Rapides, tendres et faciles, les choux asiatiques (pak choï, pe tsaï, mizuna…) poussent en deux mois et se sèment du printemps à l’automne. Voici comment les réussir — et éviter leurs deux pièges : les ravageurs et la chaleur.
Une famille rapide et polyvalente
Ce sont des crucifères asiatiques (surtout du genre Brassica rapa), au cycle court (7 à 10 semaines) :
- Pak choï : côtes blanches charnues, feuilles vertes.
- Pe tsaï : le « chou chinois » pommé, allongé.
- Mizuna / komatsuna : cultivés pour les feuilles.
On les déguste en pomme, en côtes, en feuilles ou en jeunes pousses.
Quand les semer
Trois fenêtres selon la saison :
- Printemps : mars-avril sous abri, avril-mai en pleine terre.
- Fin d’été : mi-août à début septembre — la meilleure période, surtout pour le pe tsaï (récolte d’automne).
- Automne-hiver : sous tunnel.
En climat frais, une astuce : acheter des plants plutôt que semer (la germination est lente).
Semer et espacer selon l’usage
Sème en direct 1 graine tous les 3-5 cm (pas trop dense), puis éclaircis selon le type :
- Pe tsaï / pak choï pommé : 25-30 cm.
- Mizuna / komatsuna (coupe) : 15-20 cm.
- Jeunes pousses (mesclun) : dense, sans éclaircissage.
Un sol riche, comme tous les choux
Ce sont des gourmands en azote : offre-leur un sol riche et bien drainé, en plein soleil ou mi-ombre, avec un paillage.
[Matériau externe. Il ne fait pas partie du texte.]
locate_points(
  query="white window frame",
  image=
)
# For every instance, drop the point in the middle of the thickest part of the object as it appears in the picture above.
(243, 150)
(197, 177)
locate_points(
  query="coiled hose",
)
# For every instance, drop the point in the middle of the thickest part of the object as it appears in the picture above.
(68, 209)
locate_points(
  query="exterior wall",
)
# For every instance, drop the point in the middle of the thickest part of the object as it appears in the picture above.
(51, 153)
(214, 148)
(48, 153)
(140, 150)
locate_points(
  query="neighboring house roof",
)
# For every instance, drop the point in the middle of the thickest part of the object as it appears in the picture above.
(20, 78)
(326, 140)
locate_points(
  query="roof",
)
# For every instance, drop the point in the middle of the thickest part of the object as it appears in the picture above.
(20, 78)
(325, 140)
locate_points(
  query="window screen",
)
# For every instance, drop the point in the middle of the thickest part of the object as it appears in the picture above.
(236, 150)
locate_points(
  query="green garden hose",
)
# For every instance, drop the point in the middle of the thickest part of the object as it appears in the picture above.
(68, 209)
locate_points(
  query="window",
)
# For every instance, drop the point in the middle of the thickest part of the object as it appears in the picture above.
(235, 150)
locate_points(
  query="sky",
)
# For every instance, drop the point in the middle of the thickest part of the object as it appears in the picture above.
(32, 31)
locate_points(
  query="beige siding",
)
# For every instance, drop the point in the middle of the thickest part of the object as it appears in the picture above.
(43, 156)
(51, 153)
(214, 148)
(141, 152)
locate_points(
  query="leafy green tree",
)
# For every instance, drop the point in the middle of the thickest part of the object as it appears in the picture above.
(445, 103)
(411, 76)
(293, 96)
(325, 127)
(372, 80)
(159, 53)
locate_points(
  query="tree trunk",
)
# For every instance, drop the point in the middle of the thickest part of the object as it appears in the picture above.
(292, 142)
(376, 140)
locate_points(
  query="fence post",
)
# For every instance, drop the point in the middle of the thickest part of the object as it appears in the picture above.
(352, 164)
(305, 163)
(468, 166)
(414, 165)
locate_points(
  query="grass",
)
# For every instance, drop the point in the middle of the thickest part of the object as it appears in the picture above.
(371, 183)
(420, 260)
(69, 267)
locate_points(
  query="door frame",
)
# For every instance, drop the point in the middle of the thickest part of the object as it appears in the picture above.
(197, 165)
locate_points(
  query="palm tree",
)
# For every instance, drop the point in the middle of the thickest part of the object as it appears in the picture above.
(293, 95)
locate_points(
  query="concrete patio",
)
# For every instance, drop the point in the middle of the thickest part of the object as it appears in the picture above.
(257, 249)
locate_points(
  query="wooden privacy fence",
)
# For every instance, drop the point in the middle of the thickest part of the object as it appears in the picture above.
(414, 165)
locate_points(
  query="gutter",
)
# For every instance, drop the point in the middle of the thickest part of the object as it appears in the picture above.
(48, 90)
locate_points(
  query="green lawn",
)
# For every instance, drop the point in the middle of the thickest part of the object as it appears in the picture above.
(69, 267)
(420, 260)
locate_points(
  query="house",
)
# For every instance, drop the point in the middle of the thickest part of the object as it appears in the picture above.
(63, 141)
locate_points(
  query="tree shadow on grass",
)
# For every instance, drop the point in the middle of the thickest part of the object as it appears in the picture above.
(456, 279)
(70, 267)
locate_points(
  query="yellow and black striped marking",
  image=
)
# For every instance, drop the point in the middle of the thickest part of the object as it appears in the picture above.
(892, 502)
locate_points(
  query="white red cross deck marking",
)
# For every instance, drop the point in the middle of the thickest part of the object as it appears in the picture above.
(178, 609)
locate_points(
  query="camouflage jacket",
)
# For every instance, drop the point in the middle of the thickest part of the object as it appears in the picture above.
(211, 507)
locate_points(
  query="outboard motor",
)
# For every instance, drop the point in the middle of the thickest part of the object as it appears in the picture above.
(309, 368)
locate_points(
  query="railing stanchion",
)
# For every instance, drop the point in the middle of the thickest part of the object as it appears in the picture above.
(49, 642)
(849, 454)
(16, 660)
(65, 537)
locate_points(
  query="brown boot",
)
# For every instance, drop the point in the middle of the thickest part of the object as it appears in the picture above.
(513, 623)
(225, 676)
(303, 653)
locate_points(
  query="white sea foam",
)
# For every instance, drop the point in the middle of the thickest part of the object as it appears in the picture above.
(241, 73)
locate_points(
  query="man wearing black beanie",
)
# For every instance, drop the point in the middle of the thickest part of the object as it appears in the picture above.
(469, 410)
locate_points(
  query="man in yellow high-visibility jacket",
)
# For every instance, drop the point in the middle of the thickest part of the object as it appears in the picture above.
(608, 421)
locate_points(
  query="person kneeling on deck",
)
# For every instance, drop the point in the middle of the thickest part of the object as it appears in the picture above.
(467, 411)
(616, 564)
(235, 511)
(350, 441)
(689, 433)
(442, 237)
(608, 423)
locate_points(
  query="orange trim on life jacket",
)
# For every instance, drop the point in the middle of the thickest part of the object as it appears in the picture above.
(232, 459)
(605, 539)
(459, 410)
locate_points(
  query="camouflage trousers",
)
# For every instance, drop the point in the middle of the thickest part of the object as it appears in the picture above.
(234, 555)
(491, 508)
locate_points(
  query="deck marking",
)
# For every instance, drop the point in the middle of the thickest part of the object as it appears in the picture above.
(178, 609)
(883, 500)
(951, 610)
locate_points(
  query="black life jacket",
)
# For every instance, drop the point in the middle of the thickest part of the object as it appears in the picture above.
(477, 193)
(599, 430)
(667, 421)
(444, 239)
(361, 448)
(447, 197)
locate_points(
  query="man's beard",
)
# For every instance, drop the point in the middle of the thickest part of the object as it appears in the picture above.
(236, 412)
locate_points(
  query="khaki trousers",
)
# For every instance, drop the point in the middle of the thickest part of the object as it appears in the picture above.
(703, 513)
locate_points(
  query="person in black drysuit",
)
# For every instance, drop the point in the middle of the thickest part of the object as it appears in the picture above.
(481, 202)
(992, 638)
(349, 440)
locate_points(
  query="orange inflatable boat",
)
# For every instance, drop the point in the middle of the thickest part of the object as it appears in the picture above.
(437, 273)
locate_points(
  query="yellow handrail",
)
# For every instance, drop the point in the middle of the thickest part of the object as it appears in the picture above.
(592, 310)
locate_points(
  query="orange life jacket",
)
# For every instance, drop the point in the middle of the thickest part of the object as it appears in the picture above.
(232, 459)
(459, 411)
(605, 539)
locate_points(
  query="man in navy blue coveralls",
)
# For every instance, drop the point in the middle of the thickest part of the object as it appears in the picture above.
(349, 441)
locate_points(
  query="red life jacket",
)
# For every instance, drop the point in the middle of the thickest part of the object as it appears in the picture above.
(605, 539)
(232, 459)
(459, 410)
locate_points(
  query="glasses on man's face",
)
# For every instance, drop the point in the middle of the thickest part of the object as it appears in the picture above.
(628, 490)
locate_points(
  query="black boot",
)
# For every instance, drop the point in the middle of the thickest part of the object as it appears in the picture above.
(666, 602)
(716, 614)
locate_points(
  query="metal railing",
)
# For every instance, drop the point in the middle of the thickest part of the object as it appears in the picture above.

Au printemps, un compost laissé en surface réchauffe le sol.
Protéger des ravageurs
Comme toutes les brassicacées, ils attirent la piéride (chenilles) et les altises (petits trous dans les feuilles). La parade est simple : un filet anti-insectes dès le semis, complété d’un filet climatique en saison froide.
En résumé : semés au bon moment, espacés selon l’usage, nourris et protégés, les choux asiatiques sont parmi les légumes les plus généreux pour l’effort fourni. Ce sont des cousins de la moutarde en salade, et ils partagent l’ennemi des altises.